What's the conceit of generative AI? The conceit is that it's somehow going to lead to artificial general intelligence. By itself, it's not. There's some other stuff that needs to get invented. That's the conceit. A lot of people talk about that conceit.
Don't believe it. Don't get involved in the hubris. Forget about the hubris. Work hard, whether it be in generative AI, whether it be in exploration or exploitation.
Expect to have to work hard. And something good will come out of it. Thank you. [APPLAUSE] I don't know whether we have microphones or-- There's a microphone right there. Speak up.
If you'd repeat question. So when you talk about LLM, talk about [? the LEM. ?] Large [INAUDIBLE] Model [INAUDIBLE].. Yeah.
I didn't want to try and go to all the varieties. So I was just giving a general theme talk. So yes. And there are specific dangers around that. I know that people are talking about it. Where AI has been successful, usually, it has involved a person in the loop, a person to cut out the chaff.
It happens with Google Search. Back before Google got taken over by ads, it would put out 10 things, and maybe the third one was the one you needed, or the fourth one-- you, the human. So anything with large design models is going to, I think, involve people for a while. But as I said, I'm not even in this field. I'm just an outside observer.
So in the particular details, I can't help. Yes. [INAUDIBLE] Well, there's two versions of maths. There's arithmetic, and there's theorem proving. And there's a lot of papers coming out in the archive from mathematicians talking about how it doesn't help people understand intuitively what is going on.
And mathematics is a very intuitive thing. So I think the mathematics is distinct from arithmetic. There's also a whole set of papers about that. I think it's like when Kasparov was beaten by Deep Blue in the '90s. People said, that's the end of chess.
No, it hasn't been the end of chess. And in fact, Kasparov has built this whole thing about humans and chess engines working together. So I think there's some possibilities there. Doomsters and salvationists thinking the rapture is about to come-- both overestimate the short term. So we're going to solve mathematics. And the mathematicians-- no, no.
That's us. We can't do that. I think, just calmed down a little bit, everyone.
Yeah. Question at the end of the talk that you don't believe we should completely invest in the hype of generative AI because there are other fields, like energy, robotics, [INAUDIBLE] that clearly have direct effect on our lives. Can you talk about the synergy between those, so using generative AI? Yeah.
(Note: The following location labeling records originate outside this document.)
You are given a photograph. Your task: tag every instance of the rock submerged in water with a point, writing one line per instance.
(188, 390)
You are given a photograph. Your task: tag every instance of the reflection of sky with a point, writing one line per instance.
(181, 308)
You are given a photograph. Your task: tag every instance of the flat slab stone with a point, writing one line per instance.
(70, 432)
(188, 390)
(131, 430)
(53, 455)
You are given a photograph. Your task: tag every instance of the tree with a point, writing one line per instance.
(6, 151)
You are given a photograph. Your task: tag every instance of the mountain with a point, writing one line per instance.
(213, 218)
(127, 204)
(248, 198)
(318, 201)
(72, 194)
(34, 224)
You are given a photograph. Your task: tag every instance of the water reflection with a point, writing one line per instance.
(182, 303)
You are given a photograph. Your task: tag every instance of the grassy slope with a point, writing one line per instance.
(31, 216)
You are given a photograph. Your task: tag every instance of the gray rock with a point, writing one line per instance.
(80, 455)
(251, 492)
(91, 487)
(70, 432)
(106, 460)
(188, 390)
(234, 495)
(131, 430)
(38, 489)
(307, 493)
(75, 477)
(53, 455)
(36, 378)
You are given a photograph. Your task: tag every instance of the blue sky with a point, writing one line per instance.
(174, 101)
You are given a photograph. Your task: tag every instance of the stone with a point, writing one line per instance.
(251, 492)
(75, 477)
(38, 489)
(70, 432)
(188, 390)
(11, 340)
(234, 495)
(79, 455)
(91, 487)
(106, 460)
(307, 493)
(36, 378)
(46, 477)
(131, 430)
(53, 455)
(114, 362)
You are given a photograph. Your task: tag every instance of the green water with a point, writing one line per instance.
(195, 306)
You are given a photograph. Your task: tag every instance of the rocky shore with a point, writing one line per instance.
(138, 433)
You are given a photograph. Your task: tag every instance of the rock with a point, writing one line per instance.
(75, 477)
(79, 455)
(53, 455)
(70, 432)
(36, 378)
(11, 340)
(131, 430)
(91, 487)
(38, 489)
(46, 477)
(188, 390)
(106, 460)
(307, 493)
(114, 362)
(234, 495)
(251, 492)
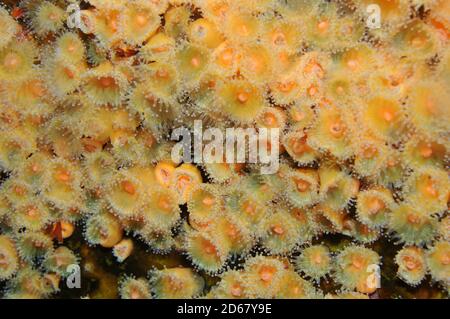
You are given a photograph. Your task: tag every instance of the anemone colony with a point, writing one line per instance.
(85, 119)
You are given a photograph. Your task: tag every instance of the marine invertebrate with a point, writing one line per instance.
(9, 259)
(315, 261)
(88, 114)
(353, 270)
(411, 264)
(412, 225)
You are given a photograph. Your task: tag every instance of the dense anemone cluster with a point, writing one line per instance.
(86, 113)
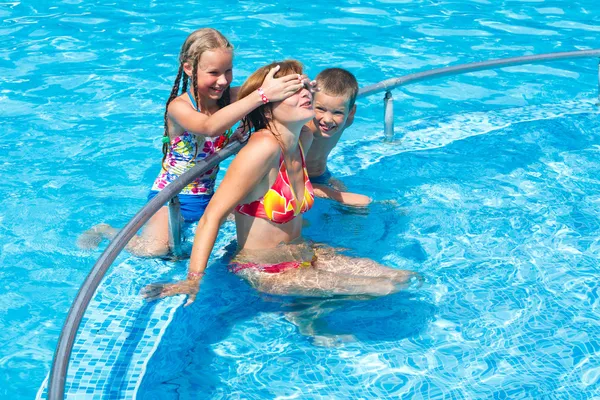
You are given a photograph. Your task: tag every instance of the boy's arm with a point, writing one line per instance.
(347, 198)
(306, 138)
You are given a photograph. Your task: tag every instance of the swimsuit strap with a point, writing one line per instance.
(193, 101)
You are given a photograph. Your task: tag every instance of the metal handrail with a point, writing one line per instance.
(389, 84)
(58, 373)
(393, 83)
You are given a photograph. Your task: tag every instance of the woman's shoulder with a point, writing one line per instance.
(263, 142)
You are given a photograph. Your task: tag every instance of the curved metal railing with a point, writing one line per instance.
(389, 84)
(58, 373)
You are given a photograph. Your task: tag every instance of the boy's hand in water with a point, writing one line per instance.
(156, 291)
(278, 89)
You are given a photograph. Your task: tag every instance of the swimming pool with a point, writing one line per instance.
(492, 195)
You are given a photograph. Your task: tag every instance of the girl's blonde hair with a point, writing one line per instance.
(257, 119)
(194, 46)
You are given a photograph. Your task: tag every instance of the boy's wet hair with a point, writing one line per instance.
(195, 45)
(338, 82)
(258, 119)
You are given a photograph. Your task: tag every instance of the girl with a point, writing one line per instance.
(268, 186)
(196, 120)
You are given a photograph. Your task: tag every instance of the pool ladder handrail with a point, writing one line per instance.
(60, 362)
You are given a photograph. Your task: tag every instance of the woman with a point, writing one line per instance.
(262, 184)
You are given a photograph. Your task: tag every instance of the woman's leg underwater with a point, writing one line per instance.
(312, 282)
(329, 260)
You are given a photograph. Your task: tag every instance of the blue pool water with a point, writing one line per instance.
(493, 195)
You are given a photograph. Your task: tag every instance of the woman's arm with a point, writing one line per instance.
(276, 89)
(246, 171)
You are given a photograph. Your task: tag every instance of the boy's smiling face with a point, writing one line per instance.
(331, 113)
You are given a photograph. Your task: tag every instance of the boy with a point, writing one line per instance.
(334, 111)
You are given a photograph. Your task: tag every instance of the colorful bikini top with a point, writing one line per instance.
(280, 204)
(184, 152)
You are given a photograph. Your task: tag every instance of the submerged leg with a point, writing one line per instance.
(309, 322)
(329, 260)
(312, 282)
(153, 242)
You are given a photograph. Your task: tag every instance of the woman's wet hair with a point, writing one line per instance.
(259, 118)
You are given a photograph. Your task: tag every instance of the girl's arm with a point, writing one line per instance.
(246, 171)
(276, 89)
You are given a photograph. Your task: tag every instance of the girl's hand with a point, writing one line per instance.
(157, 291)
(278, 89)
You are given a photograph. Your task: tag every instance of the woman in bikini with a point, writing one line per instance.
(268, 187)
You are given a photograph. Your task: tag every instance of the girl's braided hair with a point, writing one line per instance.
(194, 46)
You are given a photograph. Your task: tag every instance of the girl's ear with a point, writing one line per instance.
(187, 68)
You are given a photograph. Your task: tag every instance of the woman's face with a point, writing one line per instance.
(296, 108)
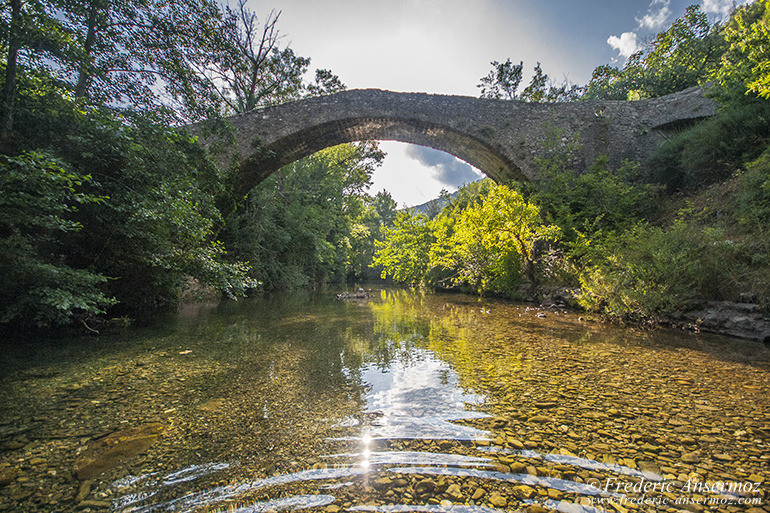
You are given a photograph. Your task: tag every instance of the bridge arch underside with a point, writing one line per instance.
(310, 140)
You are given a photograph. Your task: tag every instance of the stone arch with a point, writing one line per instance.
(501, 138)
(311, 139)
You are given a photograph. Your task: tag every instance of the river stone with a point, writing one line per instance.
(691, 457)
(454, 492)
(83, 491)
(7, 476)
(93, 505)
(108, 452)
(497, 500)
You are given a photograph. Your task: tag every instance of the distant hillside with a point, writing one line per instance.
(432, 207)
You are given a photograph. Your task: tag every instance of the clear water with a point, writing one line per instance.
(402, 402)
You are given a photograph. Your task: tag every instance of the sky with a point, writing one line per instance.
(446, 46)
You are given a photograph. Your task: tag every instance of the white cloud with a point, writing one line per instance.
(722, 8)
(657, 15)
(445, 168)
(625, 44)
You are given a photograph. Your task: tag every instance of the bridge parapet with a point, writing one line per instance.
(501, 138)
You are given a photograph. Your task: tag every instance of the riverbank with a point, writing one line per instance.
(742, 320)
(403, 399)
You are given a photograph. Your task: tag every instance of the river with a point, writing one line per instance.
(404, 401)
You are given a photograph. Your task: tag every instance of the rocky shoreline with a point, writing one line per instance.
(741, 320)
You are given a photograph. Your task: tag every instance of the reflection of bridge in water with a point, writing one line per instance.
(501, 138)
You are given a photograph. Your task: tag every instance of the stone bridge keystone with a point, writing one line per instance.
(499, 137)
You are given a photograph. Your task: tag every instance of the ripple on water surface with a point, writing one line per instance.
(406, 402)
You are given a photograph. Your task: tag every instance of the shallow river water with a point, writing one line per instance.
(400, 402)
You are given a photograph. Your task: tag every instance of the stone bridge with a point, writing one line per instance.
(499, 137)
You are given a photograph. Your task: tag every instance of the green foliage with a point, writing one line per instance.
(648, 271)
(311, 222)
(484, 239)
(682, 56)
(38, 203)
(746, 63)
(751, 204)
(503, 81)
(404, 252)
(714, 149)
(492, 242)
(599, 199)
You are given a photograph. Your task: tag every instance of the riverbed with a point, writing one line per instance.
(402, 401)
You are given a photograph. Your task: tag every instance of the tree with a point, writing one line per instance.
(490, 235)
(682, 56)
(32, 34)
(404, 253)
(255, 71)
(144, 54)
(308, 222)
(746, 63)
(502, 81)
(38, 202)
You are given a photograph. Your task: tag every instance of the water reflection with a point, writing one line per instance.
(407, 402)
(417, 398)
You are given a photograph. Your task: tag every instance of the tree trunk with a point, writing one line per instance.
(9, 90)
(84, 73)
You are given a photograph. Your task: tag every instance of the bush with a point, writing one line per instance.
(714, 149)
(41, 287)
(648, 271)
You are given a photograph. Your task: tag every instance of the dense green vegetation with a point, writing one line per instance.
(107, 210)
(641, 241)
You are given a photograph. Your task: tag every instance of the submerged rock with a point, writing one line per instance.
(108, 452)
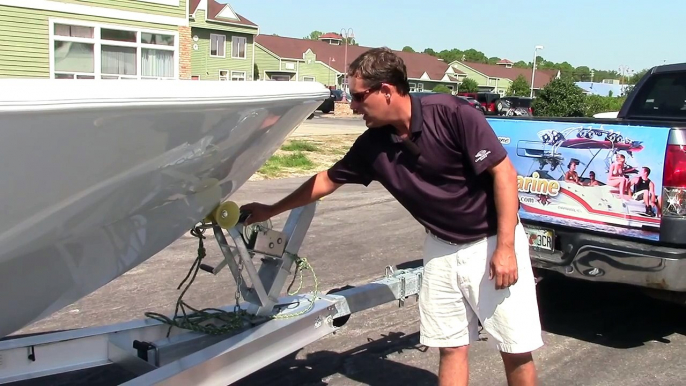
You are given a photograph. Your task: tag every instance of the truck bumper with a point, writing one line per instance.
(610, 259)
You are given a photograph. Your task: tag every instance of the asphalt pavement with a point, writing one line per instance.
(595, 334)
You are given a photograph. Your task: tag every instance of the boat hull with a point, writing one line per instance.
(97, 177)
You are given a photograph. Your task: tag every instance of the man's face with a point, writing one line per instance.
(368, 101)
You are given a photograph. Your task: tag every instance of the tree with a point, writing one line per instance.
(314, 35)
(600, 104)
(519, 87)
(441, 88)
(560, 98)
(468, 85)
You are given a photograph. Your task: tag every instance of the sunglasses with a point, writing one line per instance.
(362, 95)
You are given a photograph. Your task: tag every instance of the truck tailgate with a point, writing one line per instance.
(564, 175)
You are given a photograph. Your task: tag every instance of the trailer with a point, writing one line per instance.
(215, 346)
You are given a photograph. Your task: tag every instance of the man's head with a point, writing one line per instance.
(378, 82)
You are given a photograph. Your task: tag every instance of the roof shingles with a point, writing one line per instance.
(214, 8)
(417, 63)
(543, 77)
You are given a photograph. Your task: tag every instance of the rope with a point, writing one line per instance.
(232, 321)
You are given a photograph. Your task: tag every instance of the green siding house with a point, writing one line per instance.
(498, 77)
(324, 61)
(92, 39)
(222, 42)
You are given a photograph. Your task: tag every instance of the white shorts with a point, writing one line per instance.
(456, 293)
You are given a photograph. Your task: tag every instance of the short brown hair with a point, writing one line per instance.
(381, 65)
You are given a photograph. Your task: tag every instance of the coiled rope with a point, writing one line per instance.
(198, 320)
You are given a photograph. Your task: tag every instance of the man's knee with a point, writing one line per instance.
(453, 351)
(517, 359)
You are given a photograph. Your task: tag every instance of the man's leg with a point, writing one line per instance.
(453, 368)
(519, 368)
(510, 316)
(446, 321)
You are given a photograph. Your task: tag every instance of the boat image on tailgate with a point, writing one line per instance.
(604, 199)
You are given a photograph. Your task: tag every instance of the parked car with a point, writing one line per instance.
(474, 103)
(604, 199)
(517, 103)
(489, 100)
(328, 105)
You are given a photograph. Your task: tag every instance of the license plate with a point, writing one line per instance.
(541, 239)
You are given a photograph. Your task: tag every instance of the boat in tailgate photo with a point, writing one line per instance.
(591, 173)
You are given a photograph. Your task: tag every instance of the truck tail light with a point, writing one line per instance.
(674, 182)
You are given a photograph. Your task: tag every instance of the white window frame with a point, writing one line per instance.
(223, 55)
(245, 50)
(245, 76)
(98, 42)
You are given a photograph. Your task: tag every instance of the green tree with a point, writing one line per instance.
(519, 87)
(442, 89)
(468, 85)
(595, 104)
(560, 98)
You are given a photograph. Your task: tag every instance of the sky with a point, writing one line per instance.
(602, 34)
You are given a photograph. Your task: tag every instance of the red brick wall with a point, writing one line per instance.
(185, 49)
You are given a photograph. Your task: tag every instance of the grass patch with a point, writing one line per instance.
(305, 156)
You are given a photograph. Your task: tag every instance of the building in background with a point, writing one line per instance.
(105, 39)
(498, 77)
(221, 42)
(324, 60)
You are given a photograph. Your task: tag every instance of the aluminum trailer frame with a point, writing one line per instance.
(156, 354)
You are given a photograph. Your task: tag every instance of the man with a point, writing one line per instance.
(441, 160)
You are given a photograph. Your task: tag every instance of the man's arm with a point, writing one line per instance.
(506, 201)
(316, 187)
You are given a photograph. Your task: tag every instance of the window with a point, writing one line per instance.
(662, 96)
(237, 75)
(82, 51)
(238, 47)
(217, 45)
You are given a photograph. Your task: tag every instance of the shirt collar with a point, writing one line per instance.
(416, 120)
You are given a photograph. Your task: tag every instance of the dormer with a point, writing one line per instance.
(332, 38)
(505, 63)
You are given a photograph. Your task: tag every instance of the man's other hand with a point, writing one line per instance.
(504, 267)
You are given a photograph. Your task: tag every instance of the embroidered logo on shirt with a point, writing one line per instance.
(481, 155)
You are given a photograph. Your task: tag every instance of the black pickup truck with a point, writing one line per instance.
(605, 199)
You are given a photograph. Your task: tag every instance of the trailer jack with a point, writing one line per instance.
(156, 351)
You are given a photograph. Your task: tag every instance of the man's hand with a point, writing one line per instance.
(503, 267)
(258, 212)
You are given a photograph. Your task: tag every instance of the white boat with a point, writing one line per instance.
(98, 176)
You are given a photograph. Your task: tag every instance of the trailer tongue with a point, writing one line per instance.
(215, 346)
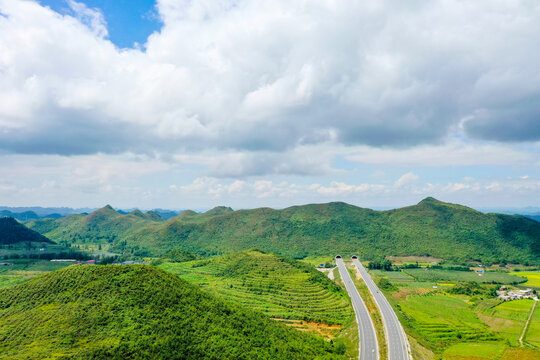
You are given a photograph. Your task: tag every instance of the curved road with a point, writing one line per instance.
(396, 339)
(369, 349)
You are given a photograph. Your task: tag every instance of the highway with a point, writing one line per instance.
(369, 349)
(396, 339)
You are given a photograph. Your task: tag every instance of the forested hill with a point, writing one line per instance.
(429, 228)
(114, 312)
(11, 232)
(105, 225)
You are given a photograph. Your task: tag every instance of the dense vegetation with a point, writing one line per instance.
(434, 228)
(103, 228)
(277, 286)
(125, 312)
(12, 232)
(450, 317)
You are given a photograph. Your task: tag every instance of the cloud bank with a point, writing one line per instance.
(254, 76)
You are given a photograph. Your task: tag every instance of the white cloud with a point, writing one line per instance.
(406, 179)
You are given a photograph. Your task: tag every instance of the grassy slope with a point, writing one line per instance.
(431, 227)
(278, 287)
(458, 326)
(103, 226)
(121, 312)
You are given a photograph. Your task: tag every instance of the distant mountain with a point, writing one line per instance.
(534, 217)
(166, 214)
(104, 225)
(275, 280)
(431, 227)
(44, 212)
(128, 312)
(11, 232)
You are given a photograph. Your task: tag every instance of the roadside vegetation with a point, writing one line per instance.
(279, 287)
(115, 312)
(455, 314)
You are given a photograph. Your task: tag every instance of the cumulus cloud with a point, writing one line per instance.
(405, 179)
(272, 76)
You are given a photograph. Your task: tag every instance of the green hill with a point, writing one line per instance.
(128, 312)
(104, 226)
(11, 232)
(431, 227)
(275, 285)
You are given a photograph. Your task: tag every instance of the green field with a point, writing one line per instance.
(474, 351)
(279, 287)
(533, 333)
(128, 312)
(456, 326)
(507, 319)
(443, 320)
(436, 275)
(533, 277)
(25, 269)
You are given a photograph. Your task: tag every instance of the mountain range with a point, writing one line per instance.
(431, 227)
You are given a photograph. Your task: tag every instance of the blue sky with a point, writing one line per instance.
(128, 21)
(191, 104)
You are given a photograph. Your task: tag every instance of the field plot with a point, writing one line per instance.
(444, 320)
(474, 351)
(25, 269)
(279, 287)
(533, 333)
(533, 277)
(437, 275)
(507, 319)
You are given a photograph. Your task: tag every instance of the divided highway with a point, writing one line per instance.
(369, 349)
(396, 339)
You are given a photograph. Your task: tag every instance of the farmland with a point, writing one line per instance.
(455, 325)
(25, 269)
(495, 277)
(533, 277)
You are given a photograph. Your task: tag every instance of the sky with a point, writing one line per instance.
(191, 104)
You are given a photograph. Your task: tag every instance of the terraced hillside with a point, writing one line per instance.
(128, 312)
(277, 286)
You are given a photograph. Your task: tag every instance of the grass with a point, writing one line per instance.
(373, 312)
(507, 319)
(126, 312)
(26, 269)
(349, 334)
(533, 333)
(533, 277)
(474, 351)
(437, 275)
(278, 287)
(443, 320)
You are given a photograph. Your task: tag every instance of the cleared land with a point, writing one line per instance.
(435, 275)
(26, 269)
(279, 287)
(461, 326)
(533, 277)
(507, 319)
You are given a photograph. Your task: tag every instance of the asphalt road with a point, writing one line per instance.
(369, 349)
(396, 338)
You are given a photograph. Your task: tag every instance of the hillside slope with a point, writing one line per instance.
(277, 286)
(126, 312)
(103, 226)
(11, 232)
(429, 228)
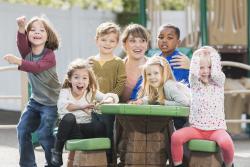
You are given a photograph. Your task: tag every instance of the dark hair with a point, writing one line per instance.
(177, 30)
(52, 36)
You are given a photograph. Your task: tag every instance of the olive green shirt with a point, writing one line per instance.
(111, 76)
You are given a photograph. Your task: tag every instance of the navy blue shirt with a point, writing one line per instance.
(180, 75)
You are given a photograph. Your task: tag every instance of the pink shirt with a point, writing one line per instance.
(207, 101)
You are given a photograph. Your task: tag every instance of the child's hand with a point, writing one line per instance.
(108, 100)
(137, 102)
(180, 61)
(12, 59)
(21, 22)
(87, 108)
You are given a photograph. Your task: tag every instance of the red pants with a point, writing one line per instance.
(221, 137)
So perhaps, generative AI can help with some things, but don't forget the basics of it. There's a basics of energy. There's some basic equations about energy. It doesn't get solved just by having a better generative AI system.
It doesn't solve all the problems. There are going to be a large class of problems. No one technology has ever surpassed everything else. Writing didn't surpass everything else.
Reading, writing didn't surpass everything else. So take it easy. There's going to be a lot of stuff. I had a very famous technologist come to me two years ago. She said, her son was just about to graduate from a well-known university in mechanical engineering. My God, what's he going to do with his life as a mechanical engineer? It's all over.
Well, there's plenty of jobs for mechanical engineers. Thank you, Rod. Let's thank Rod once again. [APPLAUSE] We're going to take a 10 minute break.